Doch dann entspannt sich alles. In kleinen Trupps kommen die Flüchtlinge durch den Passagierweg, begleitet von Helfern der Roten Kreuzes. Viele beantworten das Begrüßungswinkern der Borkumer mit einem freundlichem Lächeln. Manche winken fröhlich zurück. Die Menschen aus Afghanistan, Syrien und Irak sind dem fünffach überbelegten Aufnahmelager in Bramsche entkommen. Eine Ehrenamtliche vom Forum erinnert sich: „Die erste Gruppe vom Freitag hatte es viel schwerer. Die kam in einem Rutsch aus Bayern, die meist jungen Männer waren völlig erschöpft.“ Einige Flüchtlinge gerieten in Panik. Niemand hatte ihnen erklärt, wohin die Reise gehen würde. Dann landeten sie am Meer und sollten auf ein Schiff „Die hatten panische Angst, sie würden irgendwo ausgesetzt“, meint Langhau.

Nahezu Selbstaufgabe

Der Einsatz aller Beteiligten grenzt an Selbstaufgabe: „Wir wussten erst einen Tag vorher ungefähr, wer, wann, wie kommt. Trotzdem mussten wir Strukturen für die Aufnahme so vieler Menschen schaffen,“ erinnert sich Herbergsleiterin Bötcher.
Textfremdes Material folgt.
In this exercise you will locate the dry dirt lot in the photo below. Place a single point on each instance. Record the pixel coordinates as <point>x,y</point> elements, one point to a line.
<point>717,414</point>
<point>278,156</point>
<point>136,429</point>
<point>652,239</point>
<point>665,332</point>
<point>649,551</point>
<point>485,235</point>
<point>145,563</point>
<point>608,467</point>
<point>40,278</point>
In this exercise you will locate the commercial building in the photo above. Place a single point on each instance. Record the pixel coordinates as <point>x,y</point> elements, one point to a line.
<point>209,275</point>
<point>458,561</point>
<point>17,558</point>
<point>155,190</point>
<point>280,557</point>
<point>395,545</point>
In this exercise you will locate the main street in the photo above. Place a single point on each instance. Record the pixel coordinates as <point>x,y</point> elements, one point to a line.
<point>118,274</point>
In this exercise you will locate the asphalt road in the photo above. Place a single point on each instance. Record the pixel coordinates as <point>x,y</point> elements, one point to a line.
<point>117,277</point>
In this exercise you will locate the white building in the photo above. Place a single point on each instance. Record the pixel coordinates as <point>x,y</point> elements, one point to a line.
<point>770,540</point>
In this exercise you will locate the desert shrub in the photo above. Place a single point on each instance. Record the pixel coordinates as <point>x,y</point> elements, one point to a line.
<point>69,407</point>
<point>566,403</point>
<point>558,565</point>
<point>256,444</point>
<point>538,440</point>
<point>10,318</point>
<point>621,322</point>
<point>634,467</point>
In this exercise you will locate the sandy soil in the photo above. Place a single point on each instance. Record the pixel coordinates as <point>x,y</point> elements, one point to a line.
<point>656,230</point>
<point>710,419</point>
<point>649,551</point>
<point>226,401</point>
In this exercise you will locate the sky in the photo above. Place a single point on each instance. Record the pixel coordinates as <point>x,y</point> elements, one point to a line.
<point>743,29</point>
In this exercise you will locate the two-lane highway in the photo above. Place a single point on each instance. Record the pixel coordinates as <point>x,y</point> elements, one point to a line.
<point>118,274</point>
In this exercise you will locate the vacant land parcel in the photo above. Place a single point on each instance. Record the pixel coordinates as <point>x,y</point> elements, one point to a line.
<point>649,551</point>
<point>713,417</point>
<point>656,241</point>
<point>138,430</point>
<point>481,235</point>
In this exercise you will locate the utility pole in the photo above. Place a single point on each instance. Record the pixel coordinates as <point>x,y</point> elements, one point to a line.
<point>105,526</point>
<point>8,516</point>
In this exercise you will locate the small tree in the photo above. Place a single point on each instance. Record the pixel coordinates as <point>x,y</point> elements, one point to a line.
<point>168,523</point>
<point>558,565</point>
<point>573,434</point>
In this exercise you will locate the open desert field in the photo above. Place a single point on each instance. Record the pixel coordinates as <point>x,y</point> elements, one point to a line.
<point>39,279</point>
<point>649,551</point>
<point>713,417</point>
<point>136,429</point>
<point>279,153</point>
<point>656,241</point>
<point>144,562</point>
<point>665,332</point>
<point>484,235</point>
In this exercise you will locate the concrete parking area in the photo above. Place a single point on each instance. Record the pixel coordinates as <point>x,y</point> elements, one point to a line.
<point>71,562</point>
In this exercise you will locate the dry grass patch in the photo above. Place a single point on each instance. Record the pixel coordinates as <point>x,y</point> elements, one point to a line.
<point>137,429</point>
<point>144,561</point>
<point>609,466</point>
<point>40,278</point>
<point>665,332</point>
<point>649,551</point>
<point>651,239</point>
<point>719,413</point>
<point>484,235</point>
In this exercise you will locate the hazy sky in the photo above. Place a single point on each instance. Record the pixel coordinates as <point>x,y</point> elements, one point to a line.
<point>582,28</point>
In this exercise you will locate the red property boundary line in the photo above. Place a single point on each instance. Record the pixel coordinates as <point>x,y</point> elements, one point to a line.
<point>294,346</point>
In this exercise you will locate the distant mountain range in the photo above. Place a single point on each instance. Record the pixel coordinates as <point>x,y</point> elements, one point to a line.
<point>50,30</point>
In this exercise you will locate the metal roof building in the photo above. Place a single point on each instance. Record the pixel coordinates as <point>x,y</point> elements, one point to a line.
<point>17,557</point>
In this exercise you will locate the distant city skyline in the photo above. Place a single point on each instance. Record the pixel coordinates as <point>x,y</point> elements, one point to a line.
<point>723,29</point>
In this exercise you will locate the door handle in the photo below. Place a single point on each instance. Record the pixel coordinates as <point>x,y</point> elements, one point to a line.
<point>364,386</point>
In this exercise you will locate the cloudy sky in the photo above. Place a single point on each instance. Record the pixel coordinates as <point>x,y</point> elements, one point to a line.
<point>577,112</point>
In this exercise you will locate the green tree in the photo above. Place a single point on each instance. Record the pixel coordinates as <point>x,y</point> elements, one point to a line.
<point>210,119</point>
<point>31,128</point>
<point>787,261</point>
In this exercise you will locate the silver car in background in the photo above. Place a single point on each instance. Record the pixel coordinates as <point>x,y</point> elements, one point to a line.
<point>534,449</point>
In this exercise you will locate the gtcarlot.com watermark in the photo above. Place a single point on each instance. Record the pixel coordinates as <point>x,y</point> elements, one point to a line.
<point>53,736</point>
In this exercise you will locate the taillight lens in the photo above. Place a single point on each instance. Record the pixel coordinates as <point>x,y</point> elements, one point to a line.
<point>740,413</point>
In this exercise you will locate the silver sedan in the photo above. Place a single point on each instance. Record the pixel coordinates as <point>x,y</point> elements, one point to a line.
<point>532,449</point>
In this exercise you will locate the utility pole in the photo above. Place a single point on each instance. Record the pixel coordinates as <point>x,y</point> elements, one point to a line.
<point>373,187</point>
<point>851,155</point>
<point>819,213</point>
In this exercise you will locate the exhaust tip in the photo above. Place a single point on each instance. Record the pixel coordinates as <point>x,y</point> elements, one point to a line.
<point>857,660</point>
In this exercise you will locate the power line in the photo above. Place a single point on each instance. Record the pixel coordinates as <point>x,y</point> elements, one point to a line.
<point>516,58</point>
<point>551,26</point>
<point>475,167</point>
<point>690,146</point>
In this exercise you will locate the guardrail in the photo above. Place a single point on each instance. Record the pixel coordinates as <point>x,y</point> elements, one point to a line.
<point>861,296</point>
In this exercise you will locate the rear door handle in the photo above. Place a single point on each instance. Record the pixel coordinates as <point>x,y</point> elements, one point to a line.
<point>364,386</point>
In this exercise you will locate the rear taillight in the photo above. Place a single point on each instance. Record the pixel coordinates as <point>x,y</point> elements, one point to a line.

Das Problem: Zwar hat die Jugendherberge noch Gäste, aber ab Ende Oktober ist die Saison zu Ende und das Haus faktisch geschlossen. „Die MitarbeiterInnen verzichten vorerst auf Urlaub. Wir haben Saisonverträge verlängert und wir müssen auch neue Kräfte einstellen“, sagt Petra Bötcher.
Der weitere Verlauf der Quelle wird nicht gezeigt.